The first step in the IG's investigation is to match the names with the numbers to see if they're accurate. From there, agents will decide the next step, including making sure there's nothing in the agency's records to suggest that the leak came from the SSA.
The list, which contains almost exclusively Latino names, has sparked fears in Utah's Hispanic communities. It was sent anonymously by someone claiming to be part of a group; an accompanying letter demands the deportation of everyone on the list.
The U.S. Attorney in Utah may also get involved. The office "will work closely with federal agencies who may be investigating the source of the information," according to a spokeswoman.
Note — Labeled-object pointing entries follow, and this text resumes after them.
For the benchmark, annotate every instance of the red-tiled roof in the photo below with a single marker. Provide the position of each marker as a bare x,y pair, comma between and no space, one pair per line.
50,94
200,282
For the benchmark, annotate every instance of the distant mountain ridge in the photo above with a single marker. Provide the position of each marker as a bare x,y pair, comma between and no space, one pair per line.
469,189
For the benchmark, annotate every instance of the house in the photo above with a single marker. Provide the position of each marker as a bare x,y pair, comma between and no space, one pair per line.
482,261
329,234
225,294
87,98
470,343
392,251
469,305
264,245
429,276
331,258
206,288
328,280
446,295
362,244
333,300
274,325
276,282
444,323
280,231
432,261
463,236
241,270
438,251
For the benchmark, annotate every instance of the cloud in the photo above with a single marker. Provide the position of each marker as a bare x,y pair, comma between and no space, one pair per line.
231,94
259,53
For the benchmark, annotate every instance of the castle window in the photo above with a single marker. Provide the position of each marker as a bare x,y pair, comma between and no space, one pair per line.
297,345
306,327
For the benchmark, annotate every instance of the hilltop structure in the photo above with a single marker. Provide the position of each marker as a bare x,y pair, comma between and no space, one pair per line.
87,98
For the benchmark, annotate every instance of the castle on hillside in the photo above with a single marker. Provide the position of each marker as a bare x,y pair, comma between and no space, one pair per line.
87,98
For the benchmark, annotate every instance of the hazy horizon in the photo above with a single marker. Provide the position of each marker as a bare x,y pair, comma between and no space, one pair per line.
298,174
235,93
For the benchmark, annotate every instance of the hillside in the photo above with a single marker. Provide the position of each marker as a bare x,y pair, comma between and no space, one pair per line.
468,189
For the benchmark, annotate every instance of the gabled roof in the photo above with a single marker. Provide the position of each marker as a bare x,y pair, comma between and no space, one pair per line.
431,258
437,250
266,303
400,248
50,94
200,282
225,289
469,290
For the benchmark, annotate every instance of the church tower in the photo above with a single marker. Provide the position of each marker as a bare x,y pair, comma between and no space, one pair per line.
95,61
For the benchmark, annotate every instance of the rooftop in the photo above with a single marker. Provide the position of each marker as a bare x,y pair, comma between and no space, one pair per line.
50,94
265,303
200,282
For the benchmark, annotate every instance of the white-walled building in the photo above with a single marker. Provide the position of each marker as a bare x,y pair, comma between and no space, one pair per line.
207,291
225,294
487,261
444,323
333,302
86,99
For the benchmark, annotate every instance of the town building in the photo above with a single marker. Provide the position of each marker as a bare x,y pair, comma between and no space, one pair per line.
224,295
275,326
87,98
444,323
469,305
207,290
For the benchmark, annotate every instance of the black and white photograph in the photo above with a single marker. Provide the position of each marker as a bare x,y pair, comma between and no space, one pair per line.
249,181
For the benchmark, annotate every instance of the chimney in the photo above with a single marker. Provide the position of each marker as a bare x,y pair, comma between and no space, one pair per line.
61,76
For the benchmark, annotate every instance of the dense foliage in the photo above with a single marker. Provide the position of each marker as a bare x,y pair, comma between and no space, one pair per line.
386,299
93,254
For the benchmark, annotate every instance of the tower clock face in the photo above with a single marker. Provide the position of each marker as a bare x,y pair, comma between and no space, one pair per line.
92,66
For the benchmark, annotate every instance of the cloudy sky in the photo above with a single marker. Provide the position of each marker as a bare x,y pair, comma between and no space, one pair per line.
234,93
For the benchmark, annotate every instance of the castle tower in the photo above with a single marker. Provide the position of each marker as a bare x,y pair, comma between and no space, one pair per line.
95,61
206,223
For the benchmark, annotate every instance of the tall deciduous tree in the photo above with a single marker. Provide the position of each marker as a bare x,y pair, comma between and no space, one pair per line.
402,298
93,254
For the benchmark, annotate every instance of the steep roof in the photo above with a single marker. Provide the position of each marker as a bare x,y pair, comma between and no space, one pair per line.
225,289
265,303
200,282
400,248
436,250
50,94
Immigration and Customs Enforcement, while confirming that it has received the list, has refused to comment on whether they are investigating anyone on it. A spokeswoman also declined to say whether ICE received the list several months ago, as this week's letter claims.
Utah's Republican governor, Gary Herbert, ordered an investigation among state agencies to find out whether the information came from a state employee.
Because the list includes health-related information -- including the due dates of six pregnant women -- the investigation is heavily focused on the Office of Workforce Services, which coordinates Medicaid and food stamp services, as well as the health and human services departments.
The governor's office says the state attorney general will also investigate if there's an indication of illegal activity.